Years of experience have enabled Mr Stone to see both sides. Some lower-grade, and inevitably cheaper, properties are targeted at what he calls "free-fall" students, who do not have parental backing. Yet the key to securing good accommodation may lie in the student's chosen vocation. As lettings manager, he used his own code: "We shied away from the arty, creative ones such as fashion designers, who might paint their rooms black, in favour of trainee accountants."

Mr Stone tries to persuade reluctant landlords that student let doesn't signal disaster: "Some of them are lovely people and I try to get landlords to meet them, but often they will only rent to young professionals." He warns appearances may deceive: "Someone can come into the office and be well-dressed in a smart suit. They say they've got a good job and on paper appear to be perfect but when they move in they turn into the tenant from hell. They don't pay and amazingly credit checks haven't picked them up."

For the last two years, Mr Stone has rented his own investment property to students - "three well-bred young ladies". He has no qualms about repeating the experience: "They were perfect, always paid their rent on time, and left the place in an immaculate condition."

Students and landlords can protect themselves from abuse by using lettings agents approved by NALS, the National Approved Lettings Scheme, a government-supported body launched last year which provides a professional, regulated service for landlords and tenants. NALS believe students are "a vulnerable group" in the housing market. Regulating the industry should give some protection but a shortage of accommodation - in London alone there are more than 100,000 students looking for private rented accommodation - may persuade students to approach unregistered landlords.

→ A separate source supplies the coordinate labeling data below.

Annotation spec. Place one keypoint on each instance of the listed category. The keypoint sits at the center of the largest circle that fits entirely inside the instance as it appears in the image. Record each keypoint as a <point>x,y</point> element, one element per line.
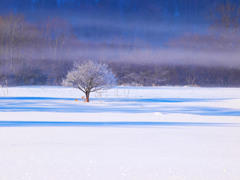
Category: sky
<point>156,31</point>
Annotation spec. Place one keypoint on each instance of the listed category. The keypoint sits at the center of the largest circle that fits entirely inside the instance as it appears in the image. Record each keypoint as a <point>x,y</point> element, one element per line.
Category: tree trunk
<point>87,96</point>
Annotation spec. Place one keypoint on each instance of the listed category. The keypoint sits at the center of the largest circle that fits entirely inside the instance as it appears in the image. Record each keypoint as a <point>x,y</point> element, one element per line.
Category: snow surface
<point>140,133</point>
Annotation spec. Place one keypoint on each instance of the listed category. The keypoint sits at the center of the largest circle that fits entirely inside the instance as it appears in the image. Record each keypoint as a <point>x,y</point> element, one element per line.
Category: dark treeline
<point>41,51</point>
<point>51,73</point>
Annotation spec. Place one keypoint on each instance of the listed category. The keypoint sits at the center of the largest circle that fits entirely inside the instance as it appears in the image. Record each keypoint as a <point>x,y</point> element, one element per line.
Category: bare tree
<point>90,76</point>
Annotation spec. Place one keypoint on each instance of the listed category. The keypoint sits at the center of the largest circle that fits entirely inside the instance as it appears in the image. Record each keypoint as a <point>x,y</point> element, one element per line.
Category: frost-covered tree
<point>90,76</point>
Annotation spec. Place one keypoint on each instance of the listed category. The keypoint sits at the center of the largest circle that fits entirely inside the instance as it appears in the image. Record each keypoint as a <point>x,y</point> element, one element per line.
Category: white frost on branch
<point>90,76</point>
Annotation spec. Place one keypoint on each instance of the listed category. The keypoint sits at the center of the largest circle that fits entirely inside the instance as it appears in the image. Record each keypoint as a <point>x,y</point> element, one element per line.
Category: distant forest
<point>140,52</point>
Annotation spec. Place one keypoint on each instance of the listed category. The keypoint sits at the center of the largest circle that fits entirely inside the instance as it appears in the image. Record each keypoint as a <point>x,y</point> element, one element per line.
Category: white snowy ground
<point>167,133</point>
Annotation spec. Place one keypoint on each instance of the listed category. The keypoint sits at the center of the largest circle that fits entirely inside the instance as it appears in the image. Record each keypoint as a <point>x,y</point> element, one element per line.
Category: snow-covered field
<point>167,133</point>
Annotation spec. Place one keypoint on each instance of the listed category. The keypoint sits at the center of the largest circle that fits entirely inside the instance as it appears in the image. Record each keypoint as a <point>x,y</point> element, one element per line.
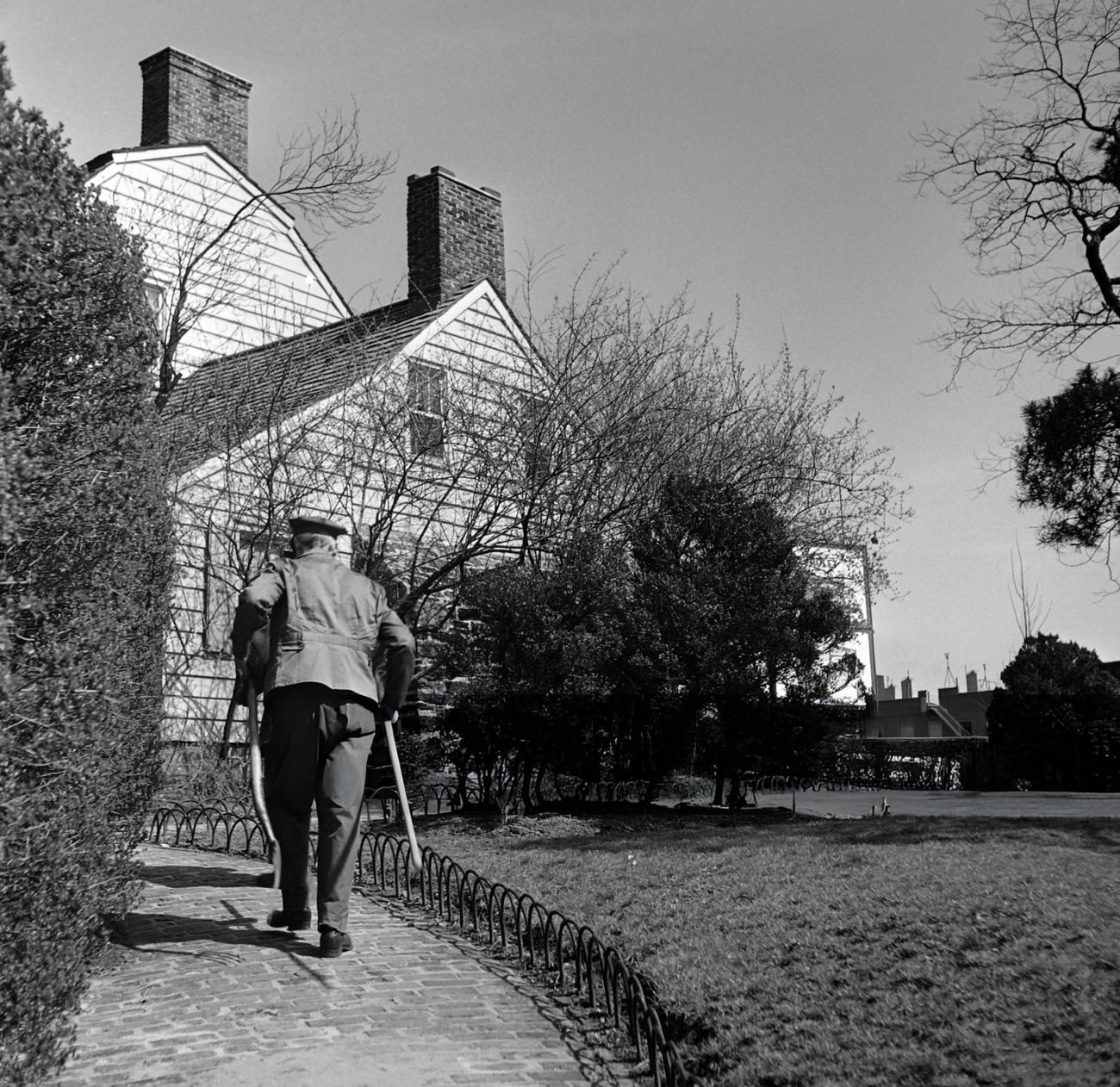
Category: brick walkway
<point>201,993</point>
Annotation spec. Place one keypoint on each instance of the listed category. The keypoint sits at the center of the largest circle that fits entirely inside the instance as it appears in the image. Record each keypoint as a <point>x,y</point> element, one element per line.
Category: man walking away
<point>337,653</point>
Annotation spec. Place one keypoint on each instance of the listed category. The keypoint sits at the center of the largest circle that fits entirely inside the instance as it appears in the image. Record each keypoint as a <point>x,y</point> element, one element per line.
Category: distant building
<point>955,713</point>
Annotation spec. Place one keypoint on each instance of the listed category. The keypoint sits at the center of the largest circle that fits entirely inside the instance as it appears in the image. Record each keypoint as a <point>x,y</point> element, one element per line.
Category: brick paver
<point>202,994</point>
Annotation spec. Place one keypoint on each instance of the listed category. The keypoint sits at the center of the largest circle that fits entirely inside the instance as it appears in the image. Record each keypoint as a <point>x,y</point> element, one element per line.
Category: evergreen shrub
<point>84,579</point>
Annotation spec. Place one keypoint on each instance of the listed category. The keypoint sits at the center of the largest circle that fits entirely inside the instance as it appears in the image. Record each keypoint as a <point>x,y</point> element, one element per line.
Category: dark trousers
<point>316,743</point>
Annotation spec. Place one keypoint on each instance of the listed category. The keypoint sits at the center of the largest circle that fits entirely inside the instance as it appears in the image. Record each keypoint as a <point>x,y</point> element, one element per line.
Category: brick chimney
<point>455,236</point>
<point>189,101</point>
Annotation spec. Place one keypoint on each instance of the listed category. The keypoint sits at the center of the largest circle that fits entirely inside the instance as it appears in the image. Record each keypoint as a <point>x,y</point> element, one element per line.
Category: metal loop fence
<point>541,938</point>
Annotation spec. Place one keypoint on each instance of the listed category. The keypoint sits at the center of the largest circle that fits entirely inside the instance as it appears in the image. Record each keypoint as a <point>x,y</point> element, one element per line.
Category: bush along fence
<point>538,938</point>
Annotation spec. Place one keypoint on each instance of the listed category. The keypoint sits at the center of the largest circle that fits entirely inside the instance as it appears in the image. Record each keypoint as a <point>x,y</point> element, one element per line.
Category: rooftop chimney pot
<point>455,236</point>
<point>190,101</point>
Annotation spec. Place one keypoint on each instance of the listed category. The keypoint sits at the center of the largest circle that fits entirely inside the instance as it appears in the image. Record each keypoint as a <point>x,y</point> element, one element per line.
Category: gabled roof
<point>121,158</point>
<point>228,400</point>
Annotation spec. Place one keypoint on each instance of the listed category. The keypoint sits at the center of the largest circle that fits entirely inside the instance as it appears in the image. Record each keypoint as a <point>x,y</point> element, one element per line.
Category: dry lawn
<point>818,953</point>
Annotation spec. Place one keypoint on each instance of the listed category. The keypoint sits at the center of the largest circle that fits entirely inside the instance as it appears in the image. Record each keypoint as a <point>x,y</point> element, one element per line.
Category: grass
<point>818,953</point>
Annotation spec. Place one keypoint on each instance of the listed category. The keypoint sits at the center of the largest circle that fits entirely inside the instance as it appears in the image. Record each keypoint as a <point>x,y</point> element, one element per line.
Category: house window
<point>428,409</point>
<point>232,557</point>
<point>156,295</point>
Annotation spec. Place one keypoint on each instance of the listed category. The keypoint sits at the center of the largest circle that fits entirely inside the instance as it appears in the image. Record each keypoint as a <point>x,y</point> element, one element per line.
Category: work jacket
<point>328,624</point>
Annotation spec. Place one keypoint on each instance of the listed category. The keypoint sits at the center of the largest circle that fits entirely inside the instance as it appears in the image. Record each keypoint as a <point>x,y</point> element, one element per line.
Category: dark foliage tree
<point>560,663</point>
<point>84,575</point>
<point>1068,462</point>
<point>756,637</point>
<point>1055,724</point>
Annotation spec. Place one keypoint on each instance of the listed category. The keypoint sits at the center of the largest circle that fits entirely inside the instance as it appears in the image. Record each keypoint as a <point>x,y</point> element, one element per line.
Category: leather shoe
<point>294,920</point>
<point>333,942</point>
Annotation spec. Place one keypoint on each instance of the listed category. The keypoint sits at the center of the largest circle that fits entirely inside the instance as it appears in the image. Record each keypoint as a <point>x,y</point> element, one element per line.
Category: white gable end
<point>227,255</point>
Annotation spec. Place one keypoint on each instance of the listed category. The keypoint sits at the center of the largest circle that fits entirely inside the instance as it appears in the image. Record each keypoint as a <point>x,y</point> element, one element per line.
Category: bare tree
<point>1029,609</point>
<point>632,393</point>
<point>1038,175</point>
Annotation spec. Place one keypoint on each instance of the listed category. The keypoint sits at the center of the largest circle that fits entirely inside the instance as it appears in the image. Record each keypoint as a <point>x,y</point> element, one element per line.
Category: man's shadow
<point>179,876</point>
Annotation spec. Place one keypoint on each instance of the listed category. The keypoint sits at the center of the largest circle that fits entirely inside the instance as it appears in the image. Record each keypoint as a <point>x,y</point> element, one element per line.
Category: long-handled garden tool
<point>257,780</point>
<point>400,791</point>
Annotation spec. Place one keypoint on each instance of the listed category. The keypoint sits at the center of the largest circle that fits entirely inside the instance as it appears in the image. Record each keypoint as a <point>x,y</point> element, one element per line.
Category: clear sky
<point>750,150</point>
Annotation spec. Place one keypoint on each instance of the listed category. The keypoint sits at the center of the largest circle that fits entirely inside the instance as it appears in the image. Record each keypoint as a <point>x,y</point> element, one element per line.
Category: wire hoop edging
<point>458,896</point>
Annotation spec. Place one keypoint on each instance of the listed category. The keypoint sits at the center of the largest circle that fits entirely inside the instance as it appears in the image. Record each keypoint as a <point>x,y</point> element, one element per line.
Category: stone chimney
<point>189,101</point>
<point>455,236</point>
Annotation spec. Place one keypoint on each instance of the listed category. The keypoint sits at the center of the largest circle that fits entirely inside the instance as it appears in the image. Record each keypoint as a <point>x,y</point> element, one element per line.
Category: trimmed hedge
<point>84,579</point>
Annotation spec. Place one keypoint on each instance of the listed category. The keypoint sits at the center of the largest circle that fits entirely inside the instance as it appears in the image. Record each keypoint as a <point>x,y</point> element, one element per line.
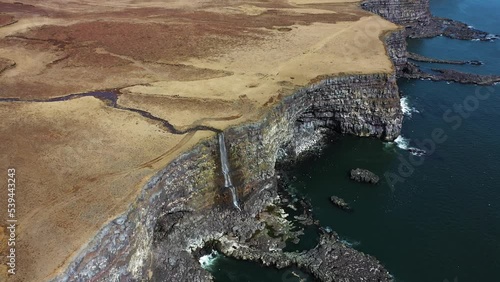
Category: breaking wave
<point>207,261</point>
<point>403,143</point>
<point>405,107</point>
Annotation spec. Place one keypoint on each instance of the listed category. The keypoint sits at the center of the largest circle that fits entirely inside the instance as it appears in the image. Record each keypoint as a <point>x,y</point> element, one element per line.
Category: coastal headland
<point>110,112</point>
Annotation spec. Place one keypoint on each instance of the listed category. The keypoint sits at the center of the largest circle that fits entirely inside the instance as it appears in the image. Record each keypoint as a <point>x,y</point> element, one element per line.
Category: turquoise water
<point>441,220</point>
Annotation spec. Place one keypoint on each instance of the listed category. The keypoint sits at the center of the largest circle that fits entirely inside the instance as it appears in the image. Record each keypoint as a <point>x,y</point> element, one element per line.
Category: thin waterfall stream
<point>226,171</point>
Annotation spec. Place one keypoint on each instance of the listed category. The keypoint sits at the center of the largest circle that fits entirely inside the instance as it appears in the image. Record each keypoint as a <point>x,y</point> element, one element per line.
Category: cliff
<point>132,183</point>
<point>416,17</point>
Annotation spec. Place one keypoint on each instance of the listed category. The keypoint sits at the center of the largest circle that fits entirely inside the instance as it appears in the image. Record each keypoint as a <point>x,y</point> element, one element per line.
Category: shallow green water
<point>443,221</point>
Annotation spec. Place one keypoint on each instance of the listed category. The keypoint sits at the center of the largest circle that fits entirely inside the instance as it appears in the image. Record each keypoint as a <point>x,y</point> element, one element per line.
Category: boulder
<point>364,175</point>
<point>340,203</point>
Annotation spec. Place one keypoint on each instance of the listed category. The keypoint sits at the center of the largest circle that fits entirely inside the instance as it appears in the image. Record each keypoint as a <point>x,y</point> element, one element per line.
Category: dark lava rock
<point>363,175</point>
<point>340,203</point>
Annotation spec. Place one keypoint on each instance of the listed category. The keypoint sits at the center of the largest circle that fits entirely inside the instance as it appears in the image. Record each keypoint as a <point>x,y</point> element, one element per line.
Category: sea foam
<point>207,261</point>
<point>405,107</point>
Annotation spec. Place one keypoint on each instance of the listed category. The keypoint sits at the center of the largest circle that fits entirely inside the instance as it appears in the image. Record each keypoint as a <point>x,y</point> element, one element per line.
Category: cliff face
<point>403,12</point>
<point>416,17</point>
<point>185,204</point>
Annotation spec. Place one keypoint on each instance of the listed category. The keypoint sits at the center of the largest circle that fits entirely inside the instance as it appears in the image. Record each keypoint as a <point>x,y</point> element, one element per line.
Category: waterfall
<point>225,170</point>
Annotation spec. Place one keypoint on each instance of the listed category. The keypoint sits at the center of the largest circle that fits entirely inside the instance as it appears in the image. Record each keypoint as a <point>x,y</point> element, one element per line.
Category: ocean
<point>433,217</point>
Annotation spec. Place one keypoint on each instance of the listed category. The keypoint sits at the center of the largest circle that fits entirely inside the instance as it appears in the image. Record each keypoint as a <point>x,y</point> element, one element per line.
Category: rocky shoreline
<point>161,235</point>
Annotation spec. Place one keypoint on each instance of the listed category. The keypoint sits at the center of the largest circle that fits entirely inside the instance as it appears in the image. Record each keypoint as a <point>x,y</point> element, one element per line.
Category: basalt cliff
<point>128,173</point>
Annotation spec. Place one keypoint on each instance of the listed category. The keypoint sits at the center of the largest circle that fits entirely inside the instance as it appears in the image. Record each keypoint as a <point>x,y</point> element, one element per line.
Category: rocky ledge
<point>364,175</point>
<point>420,58</point>
<point>413,71</point>
<point>184,209</point>
<point>419,22</point>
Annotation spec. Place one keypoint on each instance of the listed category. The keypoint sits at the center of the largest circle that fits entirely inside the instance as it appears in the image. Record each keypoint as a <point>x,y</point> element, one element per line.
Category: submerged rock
<point>364,175</point>
<point>340,203</point>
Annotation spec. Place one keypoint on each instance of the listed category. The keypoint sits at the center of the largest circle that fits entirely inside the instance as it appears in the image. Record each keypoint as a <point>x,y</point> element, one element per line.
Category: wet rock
<point>340,203</point>
<point>420,58</point>
<point>451,75</point>
<point>364,175</point>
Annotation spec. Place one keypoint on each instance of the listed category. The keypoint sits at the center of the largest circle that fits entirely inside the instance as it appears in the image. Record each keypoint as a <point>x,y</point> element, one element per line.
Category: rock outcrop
<point>416,16</point>
<point>364,175</point>
<point>189,191</point>
<point>340,203</point>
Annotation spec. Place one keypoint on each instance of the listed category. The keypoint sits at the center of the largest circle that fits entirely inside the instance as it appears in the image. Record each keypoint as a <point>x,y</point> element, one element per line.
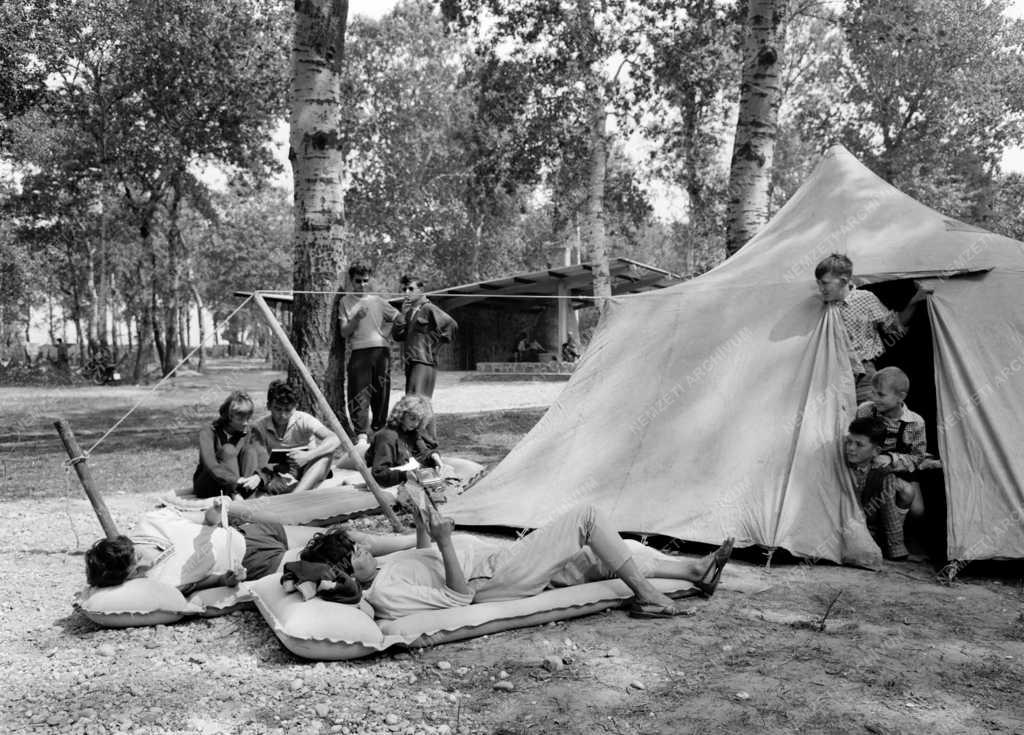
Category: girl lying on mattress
<point>578,547</point>
<point>189,556</point>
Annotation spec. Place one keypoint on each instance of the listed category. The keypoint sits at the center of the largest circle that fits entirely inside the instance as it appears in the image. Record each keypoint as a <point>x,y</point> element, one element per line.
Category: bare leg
<point>313,474</point>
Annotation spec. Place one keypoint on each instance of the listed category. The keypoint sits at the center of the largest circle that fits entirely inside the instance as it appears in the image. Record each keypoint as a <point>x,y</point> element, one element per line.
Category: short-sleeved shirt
<point>413,580</point>
<point>299,433</point>
<point>374,328</point>
<point>866,319</point>
<point>906,436</point>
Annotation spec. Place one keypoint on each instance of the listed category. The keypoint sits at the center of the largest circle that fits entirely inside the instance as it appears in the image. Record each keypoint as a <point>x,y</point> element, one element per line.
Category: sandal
<point>653,610</point>
<point>709,582</point>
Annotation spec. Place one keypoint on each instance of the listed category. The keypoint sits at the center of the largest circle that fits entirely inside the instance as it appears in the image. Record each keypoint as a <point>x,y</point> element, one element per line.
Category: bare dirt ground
<point>895,653</point>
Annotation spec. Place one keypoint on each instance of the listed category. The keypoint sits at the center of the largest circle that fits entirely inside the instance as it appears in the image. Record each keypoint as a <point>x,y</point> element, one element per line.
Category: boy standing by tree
<point>869,326</point>
<point>366,320</point>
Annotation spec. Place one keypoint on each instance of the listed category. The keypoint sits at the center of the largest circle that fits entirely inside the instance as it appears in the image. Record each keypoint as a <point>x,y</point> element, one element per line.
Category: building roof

The property boom may not have profoundly affected the rentals market - the lettings industry is forecast to rise by 13 per cent over the next five years - but has it pushed students further out of city centres in pursuit of affordable accommodation?

Ten years ago, Bushells South West area lettings manager Lara Coppo saw many students registering for accommodation but believes most are now priced out of the market and have been replaced by graduates: "We get some at the top end whose Mummy and Daddy are paying for them, but most can't afford rents of £120 a week to live within half an hour of the river. Below that, you're looking at ex-council accommodation at the lower end of the market."

Josef Church found himself trawling the lower end of the market for the three years he studied at the University of Westminster. In 1997 he searched for a large house for himself and five other students and "jumped at the chance" of a six-bedroom property in Turnpike Lane, north London, for which they each paid £57 per week. On moving in, he found the house less than ideal: "The insulation was useless. There were gaps under my window ledge and it was icy cold."

The students found themselves sharing with unwanted tenants: "It had mice, cockroaches and even slugs by the time we moved out." The "dodgy" landlord was unwilling to undertake improvements and the house's garden was overgrown and unusable. On moving out they found their deposit deducted for "missing" items such as curtains.

Mr Church rented other flats during his time in London and kept rents low by using living rooms as bedrooms, producing a weekly rent of £65 for his last shared tenancy in Finsbury Park. This year he moved to Edinburgh for a postgraduate degree in periodical journalism at the University of Napier and has found a two-bedroom flat near to the Royal Mile which he rents with a friend for £575 monthly: "It's much better quality, very central and a lot nicer than the flats in London - and there are no 'pets'."